Paul Coffey, above, considers himself a fan of hockey these days. As such, Coffey believes that the new-look Edmonton Oilers are on the right track, not just in terms of the talent that they have, but also in the style they want to play – wide open and aggressive, a throwback to an earlier era.
"You've got to let them play, you can't shackle them," said Coffey. "That's what me, you, every fan of the game goes to see. There are so many games that are so predictable. When do you see a guy fly down the wing and take a slap shot any more? Never.

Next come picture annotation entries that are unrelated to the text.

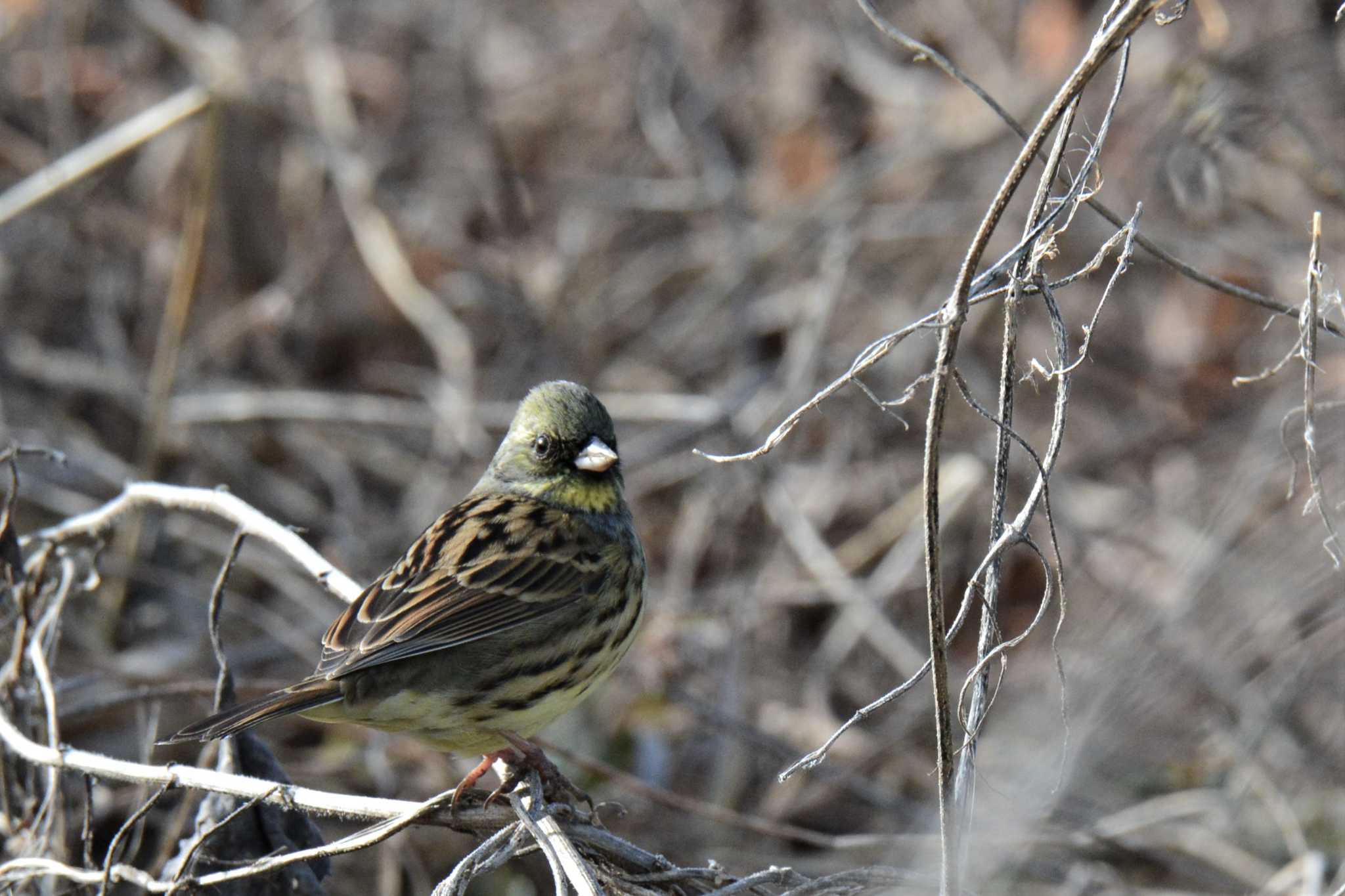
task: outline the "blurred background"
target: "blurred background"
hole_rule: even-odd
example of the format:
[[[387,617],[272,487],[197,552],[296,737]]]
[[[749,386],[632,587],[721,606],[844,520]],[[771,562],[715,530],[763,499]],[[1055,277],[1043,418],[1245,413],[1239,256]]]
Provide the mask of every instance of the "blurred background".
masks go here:
[[[1106,8],[878,5],[1029,126]],[[1143,201],[1142,234],[1298,306],[1314,211],[1328,267],[1345,247],[1336,12],[1193,0],[1141,28],[1098,196],[1123,219]],[[1084,98],[1067,167],[1114,71]],[[128,480],[219,485],[363,582],[471,488],[531,384],[582,382],[617,420],[652,600],[613,680],[545,737],[647,789],[553,756],[625,807],[613,832],[681,864],[932,869],[927,684],[776,780],[927,650],[928,390],[886,410],[842,390],[756,461],[691,449],[757,446],[865,345],[936,309],[1018,138],[841,0],[0,0],[0,189],[194,83],[226,99],[0,223],[0,441],[69,458],[22,461],[20,532]],[[1030,192],[989,258],[1017,240]],[[1048,273],[1114,231],[1081,210]],[[1073,351],[1114,257],[1057,296]],[[972,310],[958,355],[987,407],[999,308]],[[1328,316],[1345,325],[1338,304]],[[1022,326],[1028,373],[1050,332],[1033,304]],[[1294,321],[1145,253],[1102,310],[1050,484],[1067,609],[1054,641],[1059,606],[1010,654],[983,731],[974,889],[1345,884],[1345,579],[1293,478],[1302,364],[1232,384],[1295,339]],[[935,343],[911,337],[865,384],[900,398]],[[1322,336],[1318,438],[1326,494],[1345,500],[1338,347]],[[1024,382],[1017,427],[1038,451],[1052,402]],[[993,446],[955,398],[950,595],[986,549]],[[1011,512],[1034,476],[1014,463]],[[100,587],[65,613],[65,740],[194,760],[147,751],[208,708],[206,600],[230,535],[180,513],[118,527]],[[1034,535],[1046,544],[1040,513]],[[1007,557],[1006,635],[1042,586],[1033,556]],[[246,544],[223,610],[241,696],[307,674],[338,609]],[[297,783],[362,794],[422,799],[475,763],[297,719],[261,735]],[[144,794],[94,795],[101,856]],[[180,799],[128,861],[172,850]],[[412,830],[377,861],[338,858],[330,889],[424,893],[473,844]],[[534,857],[479,887],[550,883]]]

"That's a pretty spoiled group, the fans up there, and I say that respectfully. They've seen it all. I think they have no choice because the fans in Edmonton will demand that. Some teams sell hope. Some sell reality. I think Edmonton's got reality. They're not just selling hope there."

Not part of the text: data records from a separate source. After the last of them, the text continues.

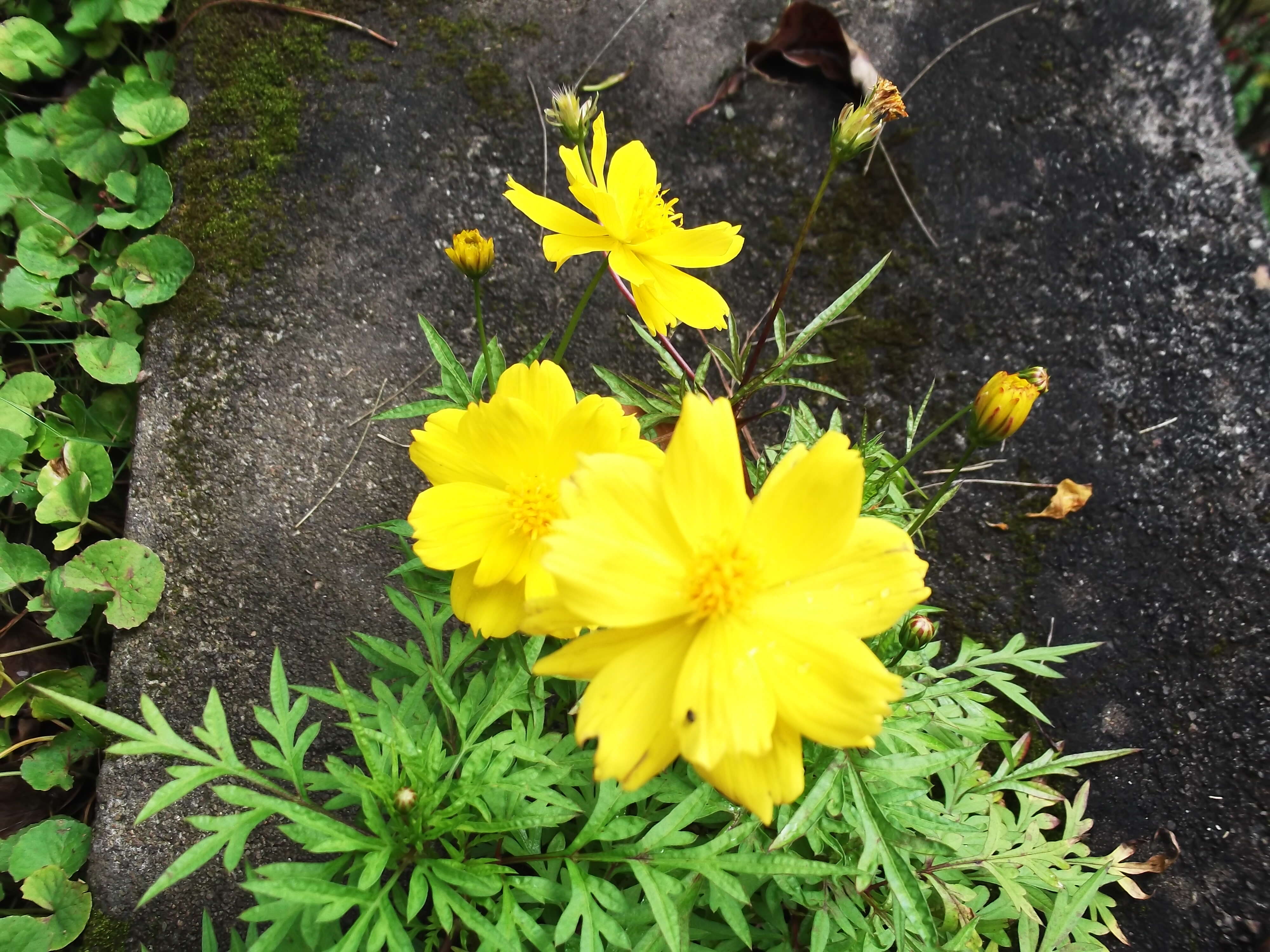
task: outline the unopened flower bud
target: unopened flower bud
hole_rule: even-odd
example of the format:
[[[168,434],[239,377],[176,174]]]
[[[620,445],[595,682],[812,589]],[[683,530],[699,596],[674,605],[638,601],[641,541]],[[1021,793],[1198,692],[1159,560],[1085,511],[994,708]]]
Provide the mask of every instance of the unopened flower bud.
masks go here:
[[[579,100],[577,90],[551,90],[551,108],[544,109],[549,123],[564,133],[570,142],[582,145],[587,141],[587,131],[599,110],[596,96]]]
[[[916,651],[931,644],[935,637],[935,622],[925,614],[914,614],[908,619],[908,645],[909,651]]]
[[[997,371],[974,397],[970,439],[997,443],[1012,437],[1024,425],[1036,397],[1049,390],[1044,367],[1029,367],[1020,373]]]
[[[494,239],[483,237],[476,228],[460,231],[446,249],[446,255],[458,270],[475,281],[494,264]]]
[[[860,105],[847,103],[842,107],[829,138],[833,157],[838,161],[855,159],[878,138],[883,124],[907,116],[895,84],[879,77]]]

According to Coffey, the Oilers of his era eventually met all their potential, largely because of Wayne Gretzky's influence.
"We continually got better because the greatest player in the world pushed us to become better," said Coffey. "You had me, Kevin [Lowe], Mark [Messier], Glenn [Anderson], [Jari] Kurri, [Grant] Fuhr – a bunch of guys who just wanted to be great. We didn't know how to get there, but we just wanted to be great.
"And you've got to remember, in the eighties, we were paid on productivity back then. We weren't paid on, 'Here's your money, I hope you earn it. I hope you get the numbers we think you can get to.' You had to produce back then to get paid and your increments were 10- or 15-thousand dollar raises. That's why, I believe, it was so exciting back then. If you wanted to get paid, you had to go."